Today the word ‘sustainable’ is so dishonestly used by corporations and governments that it has become a mockery: giving cosmetic lip service by using labels like ‘green’, while all the time encouraging us to worship the idols of consumption, shopping malls, cars, technology, “growthism”, power and money. Actually realizing sustainability would require far more. John E. Carroll in his book Sustainability and Spirituality says it would require ‘a conversion experience” in the depth of our being. That is to say, it requires a spiritual realization: a knowing that gives us faith in what is greater than ourselves - in mystery and nature, in the cosmos and the gods.

Today there are (and have been throughout modern history) living models of sustainability: residential, spiritual communities where the emphasis is on being, becoming, presence and awareness rather than ‘having’ and production, and where freedom is found “in” work (rather than “from” work) in the practice of “work as devotional prayer”. Here we can see practitioners living the values promoted in the classical scripture of all spiritual traditions, exchanging modern ‘needs’ for pooled resources, joyful simplicity, companionship, rest, physical work, silence, and communal practice.
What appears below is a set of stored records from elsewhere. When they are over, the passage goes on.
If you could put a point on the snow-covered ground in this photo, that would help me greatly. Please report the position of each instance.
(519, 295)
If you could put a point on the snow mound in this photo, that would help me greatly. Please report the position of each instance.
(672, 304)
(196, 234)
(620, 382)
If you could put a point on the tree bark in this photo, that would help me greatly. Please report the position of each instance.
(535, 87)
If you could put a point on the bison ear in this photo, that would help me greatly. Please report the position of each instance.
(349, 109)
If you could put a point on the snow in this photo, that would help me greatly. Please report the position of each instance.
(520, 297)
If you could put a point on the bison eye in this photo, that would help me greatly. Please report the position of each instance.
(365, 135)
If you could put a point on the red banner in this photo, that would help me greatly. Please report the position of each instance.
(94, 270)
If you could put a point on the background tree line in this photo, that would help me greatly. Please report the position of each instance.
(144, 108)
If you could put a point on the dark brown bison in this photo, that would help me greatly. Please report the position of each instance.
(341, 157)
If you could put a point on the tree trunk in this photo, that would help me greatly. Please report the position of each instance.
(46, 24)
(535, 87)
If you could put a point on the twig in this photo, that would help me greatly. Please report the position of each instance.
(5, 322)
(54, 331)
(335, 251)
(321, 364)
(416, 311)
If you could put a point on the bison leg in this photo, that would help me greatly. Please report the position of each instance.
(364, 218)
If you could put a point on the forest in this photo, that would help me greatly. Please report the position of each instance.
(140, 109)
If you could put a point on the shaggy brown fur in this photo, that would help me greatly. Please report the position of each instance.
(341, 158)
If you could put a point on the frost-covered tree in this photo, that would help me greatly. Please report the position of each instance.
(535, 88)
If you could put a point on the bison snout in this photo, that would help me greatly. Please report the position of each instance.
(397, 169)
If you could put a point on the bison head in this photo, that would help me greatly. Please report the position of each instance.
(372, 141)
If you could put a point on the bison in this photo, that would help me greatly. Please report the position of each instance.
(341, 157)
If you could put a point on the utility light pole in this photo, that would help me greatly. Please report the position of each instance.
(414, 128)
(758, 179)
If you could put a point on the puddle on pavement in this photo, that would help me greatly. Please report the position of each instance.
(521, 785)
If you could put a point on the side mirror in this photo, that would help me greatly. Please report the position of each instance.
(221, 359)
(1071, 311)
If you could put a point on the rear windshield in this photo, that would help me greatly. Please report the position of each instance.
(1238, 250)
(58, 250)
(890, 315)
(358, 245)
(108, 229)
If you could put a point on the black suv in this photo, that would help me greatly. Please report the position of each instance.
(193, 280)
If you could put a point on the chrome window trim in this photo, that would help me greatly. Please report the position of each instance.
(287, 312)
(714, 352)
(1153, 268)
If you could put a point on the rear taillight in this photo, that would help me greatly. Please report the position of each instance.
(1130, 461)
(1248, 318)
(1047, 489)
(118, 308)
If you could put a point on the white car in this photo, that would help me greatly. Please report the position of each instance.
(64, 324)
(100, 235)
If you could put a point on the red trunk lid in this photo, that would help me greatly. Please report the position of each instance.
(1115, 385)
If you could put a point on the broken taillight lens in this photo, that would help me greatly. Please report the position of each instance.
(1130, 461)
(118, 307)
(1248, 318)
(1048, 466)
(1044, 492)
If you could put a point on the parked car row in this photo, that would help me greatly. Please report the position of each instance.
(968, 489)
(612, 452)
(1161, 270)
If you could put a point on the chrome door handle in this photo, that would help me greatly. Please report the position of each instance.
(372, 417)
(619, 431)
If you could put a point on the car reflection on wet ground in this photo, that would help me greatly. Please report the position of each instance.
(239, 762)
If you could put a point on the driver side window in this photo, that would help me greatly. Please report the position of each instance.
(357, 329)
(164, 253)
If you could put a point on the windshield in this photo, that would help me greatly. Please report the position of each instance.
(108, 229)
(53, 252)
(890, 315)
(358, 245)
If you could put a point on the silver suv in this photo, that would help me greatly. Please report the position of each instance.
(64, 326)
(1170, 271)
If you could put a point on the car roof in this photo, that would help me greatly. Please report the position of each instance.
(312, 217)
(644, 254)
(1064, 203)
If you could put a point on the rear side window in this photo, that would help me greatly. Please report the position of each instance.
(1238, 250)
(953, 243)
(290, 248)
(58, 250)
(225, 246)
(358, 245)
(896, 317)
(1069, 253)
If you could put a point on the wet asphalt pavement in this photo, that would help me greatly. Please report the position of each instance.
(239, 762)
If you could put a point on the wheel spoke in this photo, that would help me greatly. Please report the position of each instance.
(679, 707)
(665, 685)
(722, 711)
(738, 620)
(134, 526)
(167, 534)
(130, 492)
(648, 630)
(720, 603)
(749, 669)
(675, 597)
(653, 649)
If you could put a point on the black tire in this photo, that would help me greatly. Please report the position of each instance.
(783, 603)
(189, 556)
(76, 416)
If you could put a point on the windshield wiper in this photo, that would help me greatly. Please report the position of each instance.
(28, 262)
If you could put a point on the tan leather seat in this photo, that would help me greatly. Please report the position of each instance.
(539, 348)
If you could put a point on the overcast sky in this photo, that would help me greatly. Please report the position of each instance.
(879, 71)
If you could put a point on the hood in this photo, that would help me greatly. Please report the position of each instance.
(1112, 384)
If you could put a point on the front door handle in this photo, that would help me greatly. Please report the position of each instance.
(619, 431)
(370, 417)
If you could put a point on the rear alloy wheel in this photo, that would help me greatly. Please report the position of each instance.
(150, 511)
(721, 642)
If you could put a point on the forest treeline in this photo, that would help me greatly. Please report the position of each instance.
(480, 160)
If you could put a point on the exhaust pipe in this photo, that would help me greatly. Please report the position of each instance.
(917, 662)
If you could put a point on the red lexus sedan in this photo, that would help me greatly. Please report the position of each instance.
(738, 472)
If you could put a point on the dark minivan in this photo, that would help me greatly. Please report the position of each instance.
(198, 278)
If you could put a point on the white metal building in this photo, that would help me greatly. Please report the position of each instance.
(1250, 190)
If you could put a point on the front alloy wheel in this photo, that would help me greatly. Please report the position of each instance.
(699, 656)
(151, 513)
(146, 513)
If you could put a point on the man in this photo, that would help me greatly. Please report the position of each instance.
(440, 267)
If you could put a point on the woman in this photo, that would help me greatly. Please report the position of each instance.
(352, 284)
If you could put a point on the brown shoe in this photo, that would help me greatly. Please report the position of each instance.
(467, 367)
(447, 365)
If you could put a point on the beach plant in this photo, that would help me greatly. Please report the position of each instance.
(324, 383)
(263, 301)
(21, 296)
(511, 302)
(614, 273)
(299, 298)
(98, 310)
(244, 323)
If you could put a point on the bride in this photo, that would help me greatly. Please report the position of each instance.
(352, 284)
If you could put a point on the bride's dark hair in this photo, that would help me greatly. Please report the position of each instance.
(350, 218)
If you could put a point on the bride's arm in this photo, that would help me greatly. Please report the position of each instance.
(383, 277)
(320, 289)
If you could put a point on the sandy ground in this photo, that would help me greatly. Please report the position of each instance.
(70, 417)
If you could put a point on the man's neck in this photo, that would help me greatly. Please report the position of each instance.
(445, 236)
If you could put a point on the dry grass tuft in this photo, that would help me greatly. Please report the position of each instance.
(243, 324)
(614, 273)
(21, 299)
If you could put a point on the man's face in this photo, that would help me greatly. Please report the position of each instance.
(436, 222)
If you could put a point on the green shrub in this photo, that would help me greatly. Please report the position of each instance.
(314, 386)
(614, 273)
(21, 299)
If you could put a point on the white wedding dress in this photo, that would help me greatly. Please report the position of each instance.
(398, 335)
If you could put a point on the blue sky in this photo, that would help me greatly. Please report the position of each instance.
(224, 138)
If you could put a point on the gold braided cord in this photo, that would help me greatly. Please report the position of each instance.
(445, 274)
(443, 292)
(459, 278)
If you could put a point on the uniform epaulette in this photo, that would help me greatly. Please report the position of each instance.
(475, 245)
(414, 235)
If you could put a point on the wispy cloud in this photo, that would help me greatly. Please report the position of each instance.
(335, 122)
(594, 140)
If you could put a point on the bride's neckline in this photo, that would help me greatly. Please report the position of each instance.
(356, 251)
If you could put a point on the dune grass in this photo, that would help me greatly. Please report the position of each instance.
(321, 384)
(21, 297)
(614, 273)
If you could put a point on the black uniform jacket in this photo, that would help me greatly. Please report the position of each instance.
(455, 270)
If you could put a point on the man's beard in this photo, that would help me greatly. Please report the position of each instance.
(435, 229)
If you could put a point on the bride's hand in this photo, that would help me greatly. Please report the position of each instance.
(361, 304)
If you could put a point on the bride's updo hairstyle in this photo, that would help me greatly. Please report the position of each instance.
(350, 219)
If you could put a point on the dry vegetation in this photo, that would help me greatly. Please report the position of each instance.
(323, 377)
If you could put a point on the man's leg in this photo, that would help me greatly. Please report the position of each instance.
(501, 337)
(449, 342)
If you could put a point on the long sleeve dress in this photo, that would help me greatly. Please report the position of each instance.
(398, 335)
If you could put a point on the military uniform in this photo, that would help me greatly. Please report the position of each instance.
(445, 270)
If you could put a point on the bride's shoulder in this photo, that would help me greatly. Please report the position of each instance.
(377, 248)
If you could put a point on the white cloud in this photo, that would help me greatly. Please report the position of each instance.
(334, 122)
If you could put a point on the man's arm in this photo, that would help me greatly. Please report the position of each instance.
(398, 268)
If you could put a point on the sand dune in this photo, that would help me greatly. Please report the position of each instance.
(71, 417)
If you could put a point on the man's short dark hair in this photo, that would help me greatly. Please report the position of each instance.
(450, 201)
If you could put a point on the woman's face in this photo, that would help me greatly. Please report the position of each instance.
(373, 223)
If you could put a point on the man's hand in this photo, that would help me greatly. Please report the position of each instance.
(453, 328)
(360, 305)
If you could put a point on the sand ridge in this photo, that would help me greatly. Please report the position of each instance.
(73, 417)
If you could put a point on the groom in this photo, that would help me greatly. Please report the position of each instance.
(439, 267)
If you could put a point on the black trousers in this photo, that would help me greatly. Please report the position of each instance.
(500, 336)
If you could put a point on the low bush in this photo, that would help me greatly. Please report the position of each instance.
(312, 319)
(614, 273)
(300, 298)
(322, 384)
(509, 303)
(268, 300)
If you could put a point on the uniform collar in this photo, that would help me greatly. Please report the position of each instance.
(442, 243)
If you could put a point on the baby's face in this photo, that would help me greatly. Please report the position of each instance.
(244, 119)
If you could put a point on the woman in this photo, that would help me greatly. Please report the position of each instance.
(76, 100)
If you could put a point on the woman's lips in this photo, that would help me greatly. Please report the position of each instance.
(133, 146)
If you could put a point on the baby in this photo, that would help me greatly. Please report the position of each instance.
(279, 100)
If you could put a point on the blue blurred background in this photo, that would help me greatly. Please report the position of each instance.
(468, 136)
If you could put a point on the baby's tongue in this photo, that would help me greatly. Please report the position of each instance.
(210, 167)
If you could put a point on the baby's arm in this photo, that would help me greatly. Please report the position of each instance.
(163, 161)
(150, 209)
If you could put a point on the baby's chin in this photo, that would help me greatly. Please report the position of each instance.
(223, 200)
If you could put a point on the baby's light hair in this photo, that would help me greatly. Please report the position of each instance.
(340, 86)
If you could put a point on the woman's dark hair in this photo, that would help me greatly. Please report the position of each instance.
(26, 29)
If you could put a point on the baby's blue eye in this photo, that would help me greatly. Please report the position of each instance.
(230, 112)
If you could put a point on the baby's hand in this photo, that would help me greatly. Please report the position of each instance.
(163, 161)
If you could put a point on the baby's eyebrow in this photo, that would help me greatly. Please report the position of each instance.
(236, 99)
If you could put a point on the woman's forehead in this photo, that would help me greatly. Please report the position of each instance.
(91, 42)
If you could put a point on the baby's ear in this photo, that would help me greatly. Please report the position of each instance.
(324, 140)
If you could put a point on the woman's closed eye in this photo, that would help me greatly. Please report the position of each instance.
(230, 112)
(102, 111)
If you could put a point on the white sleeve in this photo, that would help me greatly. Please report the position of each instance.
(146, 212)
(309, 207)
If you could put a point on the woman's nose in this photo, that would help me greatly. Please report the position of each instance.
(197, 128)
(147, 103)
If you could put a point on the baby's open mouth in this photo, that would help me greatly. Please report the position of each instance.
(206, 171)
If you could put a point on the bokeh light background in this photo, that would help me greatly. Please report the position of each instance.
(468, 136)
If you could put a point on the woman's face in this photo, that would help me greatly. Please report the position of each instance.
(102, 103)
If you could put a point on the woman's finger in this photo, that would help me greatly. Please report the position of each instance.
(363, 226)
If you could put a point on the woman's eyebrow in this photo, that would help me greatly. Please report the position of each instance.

When we come together at dance camps we ourselves get a taste of this kind of lifestyle: living simply in nature for a week and sharing spiritual practices. As we take up temporary residence in spiritual community, we can look at the spiritual values common to all major traditions (what Hazrat Inayat Khan calls the Unity of Spiritual Ideals) to see how they point us toward sustainability and simplicity, and how such values can help us to reshape attitudes that keep us from moving in this direction.

It seems like a ripe time for younger generations and those of us who were courageous innovators in the 60’s and are part of a what Morris Berman calls the new monastic society (those of us who do not live in community but who do not ‘buy into’ mainstream values), to join hands and hearts in looking for ways to create a more reasonable world.

 

 

"The proving ground of spiritual practice is everyday life." - Pir Moineddin Jablonski

 

 

A person who is vegan will save 1,100 gallons of water, 20 pounds CO2 equivalent, 30 square feet of forested land, 45 pounds of grain and one sentient animal’s life1 every day. On any given acre of land we can grow twelve to twenty times the amount in pounds of edible vegetables, fruit, and grain as in pounds of edible animal products. We are essentially using twenty times the amount of land and crops and hundreds of times the water, as well as polluting our waterways and air and destroying rainforests, to produce animals to kill and eat … which is unhealthier than eating the plant products we could have produced.